İlk derece mahkemesince alınan 21.4.2016 tarihli bilirkişi raporunda; davalının,fiziki ofis ortamında ve Çalışma bilgisayarları ekranlarında; …marka ibaresi olan hiçbir obje olmadığını, …Baray ibareli sistem ile farklı bir web adresi kullanıldığını, davalının; 691116 sicil numarası ve belirlenmiş unvan ve adreste, 12/02/2009 tarihinden beri kurulmuş olan Limited Şirket olduğunu, davacıdan alınan yazı ekinde,”… Türkiye Franchîse Satış ofisi Açma Kriterleri” baslığı altında sayılmış kriterlere göre, Gayrimenkul ve Danışmanlık ticari faaliyetlerini gerçekleştirme bilgi ve yetkinliğine, sözleşme öncesinde sahip olduklarını, davalının, 31/01/2015 tarihinde ….sisteminin kapatılmasını talep etmiş olduğu göz önüne alındığında , Sözleşmenin sona ermesinden sonra … bilgilerini kullanarak değil, ….kullanarak gayrimenkul işi yapmakta olduğunu,cezai şartın doğmadığını bildirdikleri anlaşılmıştır.

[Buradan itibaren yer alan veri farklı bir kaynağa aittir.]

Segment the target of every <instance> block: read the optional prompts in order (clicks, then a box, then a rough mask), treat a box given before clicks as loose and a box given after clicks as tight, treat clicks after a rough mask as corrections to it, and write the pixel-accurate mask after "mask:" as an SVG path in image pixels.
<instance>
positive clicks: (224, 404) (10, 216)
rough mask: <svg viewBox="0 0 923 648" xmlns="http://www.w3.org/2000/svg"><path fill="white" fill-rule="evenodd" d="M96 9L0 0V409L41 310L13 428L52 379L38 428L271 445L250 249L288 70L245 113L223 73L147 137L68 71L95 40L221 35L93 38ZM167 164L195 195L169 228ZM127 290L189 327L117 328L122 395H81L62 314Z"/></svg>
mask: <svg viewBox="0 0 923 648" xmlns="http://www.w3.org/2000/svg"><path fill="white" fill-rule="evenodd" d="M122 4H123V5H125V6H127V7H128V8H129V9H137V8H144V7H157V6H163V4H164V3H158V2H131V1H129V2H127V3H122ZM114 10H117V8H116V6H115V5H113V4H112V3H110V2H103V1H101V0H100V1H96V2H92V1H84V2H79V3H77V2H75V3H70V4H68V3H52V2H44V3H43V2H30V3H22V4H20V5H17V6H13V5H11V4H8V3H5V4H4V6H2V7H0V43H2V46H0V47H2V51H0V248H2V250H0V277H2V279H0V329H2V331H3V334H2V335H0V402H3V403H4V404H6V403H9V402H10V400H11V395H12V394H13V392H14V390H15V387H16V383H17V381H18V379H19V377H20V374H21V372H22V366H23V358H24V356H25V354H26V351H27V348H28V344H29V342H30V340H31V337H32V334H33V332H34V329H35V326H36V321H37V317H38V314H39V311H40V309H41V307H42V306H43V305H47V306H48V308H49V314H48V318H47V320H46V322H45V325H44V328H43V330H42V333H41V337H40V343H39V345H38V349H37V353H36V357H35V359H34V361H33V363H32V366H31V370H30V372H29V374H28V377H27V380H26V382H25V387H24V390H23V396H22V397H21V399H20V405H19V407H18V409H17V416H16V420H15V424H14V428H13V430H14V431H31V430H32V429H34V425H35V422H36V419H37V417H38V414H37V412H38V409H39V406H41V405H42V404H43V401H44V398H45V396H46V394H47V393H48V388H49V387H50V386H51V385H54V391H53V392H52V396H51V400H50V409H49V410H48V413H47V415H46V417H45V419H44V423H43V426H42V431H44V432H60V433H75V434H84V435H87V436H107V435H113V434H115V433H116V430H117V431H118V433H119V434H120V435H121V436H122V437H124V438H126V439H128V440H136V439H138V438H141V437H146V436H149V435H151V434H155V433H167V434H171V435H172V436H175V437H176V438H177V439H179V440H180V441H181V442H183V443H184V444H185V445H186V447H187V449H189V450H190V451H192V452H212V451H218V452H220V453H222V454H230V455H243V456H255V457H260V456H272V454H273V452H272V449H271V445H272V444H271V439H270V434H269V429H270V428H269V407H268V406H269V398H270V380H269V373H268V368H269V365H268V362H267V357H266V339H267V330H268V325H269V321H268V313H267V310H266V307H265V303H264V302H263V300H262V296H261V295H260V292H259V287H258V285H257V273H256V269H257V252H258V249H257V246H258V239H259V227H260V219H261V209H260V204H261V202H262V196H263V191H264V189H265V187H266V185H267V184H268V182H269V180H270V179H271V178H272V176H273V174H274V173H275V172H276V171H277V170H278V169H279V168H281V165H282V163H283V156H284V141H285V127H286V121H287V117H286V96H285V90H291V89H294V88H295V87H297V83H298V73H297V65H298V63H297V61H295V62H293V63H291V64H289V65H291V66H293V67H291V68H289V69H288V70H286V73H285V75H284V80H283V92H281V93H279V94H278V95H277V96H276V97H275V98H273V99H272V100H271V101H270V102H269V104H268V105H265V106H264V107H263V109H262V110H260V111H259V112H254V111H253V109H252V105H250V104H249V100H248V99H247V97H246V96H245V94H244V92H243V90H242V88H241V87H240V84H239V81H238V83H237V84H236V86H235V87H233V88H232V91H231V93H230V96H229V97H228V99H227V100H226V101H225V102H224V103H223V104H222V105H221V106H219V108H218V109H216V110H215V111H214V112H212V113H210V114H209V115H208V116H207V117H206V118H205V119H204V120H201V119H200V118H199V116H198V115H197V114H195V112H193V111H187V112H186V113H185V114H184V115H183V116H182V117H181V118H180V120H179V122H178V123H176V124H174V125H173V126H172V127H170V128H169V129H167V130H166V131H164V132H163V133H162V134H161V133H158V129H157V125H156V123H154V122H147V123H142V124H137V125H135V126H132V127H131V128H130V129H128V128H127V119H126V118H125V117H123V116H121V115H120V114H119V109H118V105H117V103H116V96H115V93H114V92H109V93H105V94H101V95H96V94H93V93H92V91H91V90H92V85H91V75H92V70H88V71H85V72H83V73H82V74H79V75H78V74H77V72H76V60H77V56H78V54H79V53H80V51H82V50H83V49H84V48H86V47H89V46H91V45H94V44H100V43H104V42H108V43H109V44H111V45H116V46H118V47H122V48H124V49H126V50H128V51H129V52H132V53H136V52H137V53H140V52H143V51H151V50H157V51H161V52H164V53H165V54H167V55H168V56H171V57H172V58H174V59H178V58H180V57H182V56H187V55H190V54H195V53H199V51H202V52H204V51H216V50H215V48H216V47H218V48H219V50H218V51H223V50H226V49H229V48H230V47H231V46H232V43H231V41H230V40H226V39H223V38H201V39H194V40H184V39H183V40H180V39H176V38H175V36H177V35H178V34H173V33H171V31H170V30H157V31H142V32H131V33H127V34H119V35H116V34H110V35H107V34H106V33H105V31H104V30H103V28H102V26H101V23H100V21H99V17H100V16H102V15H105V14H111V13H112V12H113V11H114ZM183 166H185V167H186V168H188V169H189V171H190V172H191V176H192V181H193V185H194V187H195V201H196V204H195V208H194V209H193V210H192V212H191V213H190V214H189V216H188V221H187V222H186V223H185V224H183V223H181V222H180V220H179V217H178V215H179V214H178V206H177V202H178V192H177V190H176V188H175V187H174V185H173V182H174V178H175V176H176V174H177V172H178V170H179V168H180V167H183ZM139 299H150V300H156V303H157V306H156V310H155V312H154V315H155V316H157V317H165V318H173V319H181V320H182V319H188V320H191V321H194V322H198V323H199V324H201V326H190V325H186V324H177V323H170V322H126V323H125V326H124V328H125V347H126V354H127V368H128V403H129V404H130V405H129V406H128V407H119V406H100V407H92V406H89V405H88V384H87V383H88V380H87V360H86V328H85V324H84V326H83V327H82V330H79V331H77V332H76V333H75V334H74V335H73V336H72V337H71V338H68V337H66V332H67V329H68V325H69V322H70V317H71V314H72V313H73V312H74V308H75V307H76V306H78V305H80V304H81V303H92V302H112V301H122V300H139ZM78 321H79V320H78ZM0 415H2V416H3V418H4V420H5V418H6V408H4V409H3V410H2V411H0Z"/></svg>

G E R E K Ç E :Davacı vekili dava dilekçesinde; davalı tarafın, 16.01.2009 tarihinde akdedilen Franchise Sözleşmesi kapsamında, müvekkilinin bilgi ve öğrenimlerini kapsayan eğitimleri aldığını, müvekkilinden önce gayrimenkul işi yapmadığını, bu akdin davalı tarafın 31.01.2015 tarihli bildirimi ile haklı bir sebep olmaksızın sona erdirildiğini, davalının 16.02.2015 tarihinde Müvekkili davacı Şirket tabelasını indirerek rakip firma olan dava dışı “…” ile çalışmaya başladığını, Franchise Sözleşmesinin 20. maddesinde franchise alan’ın sözleşmenin sona ermesine yada süresinin bitmesine bağlı yükümlülükleri ihlal ettiğinden IV.Maddesi uyarınca 20.000 USD cezai şart alacağının tahsilini talep ettiği görülmüştür.Davalı vekilinin cevap dilekçesinde görev itirazında bulunduğu ve davanın Bakırköy Asliye Ticaret Mahkemelerinde görülmesi gerektiğini beyan ettiği, ilk derece mahkemesinin gerekçeli kararında; “davanın Franchise sözleşmesinden kaynaklanan cezai şart alacağına ilişkin olarak açılmış bir dava olduğu, Franchise sözleşmesinin…markasının kullanım hakkı vermesi sebebiyle , davalının halen bu marka kapsamındaki know howları kullandığı iddiası ile açıldığından uyuşmazlığın temelinin … markasından kaynaklanan bir hukuki ihtilaf olduğu ” gerekçesiyle , mahkemenin görevli olduğuna ve davanın esastan reddine karar vermişse de, cezai şart talebinin davalının sözleşmenin feshinden sonra 2 yıllık süre dolmadan rakip firma ile çalışmaya başlamasına ve faaliyetini sürdürürken müvekkilinden aldığı eğitimler ve uzmanlığı kullanmasına dayandırdığı, uyuşmazlığın marka hakkından yada dava tarihinde yürürlükte olan 556 Sayılı KHK hükümlerinden kaynaklanmadığı, uyuşmazlığın genel hükümlere göre çözümleneceği kanaatiyle, davacı vekilinin istinaf başvurusunun esasa yönelik sebepler incelenmeksizin kabulüne, mahkeme kararının HMK 353/1-a-3 madde gereğince kaldırılarak, dosyanın İstanbul Asliye Ticaret Mahkemesine görevsizlik kararı verilmek üzere mahkemesine gönderilmesine karar verilmiştir.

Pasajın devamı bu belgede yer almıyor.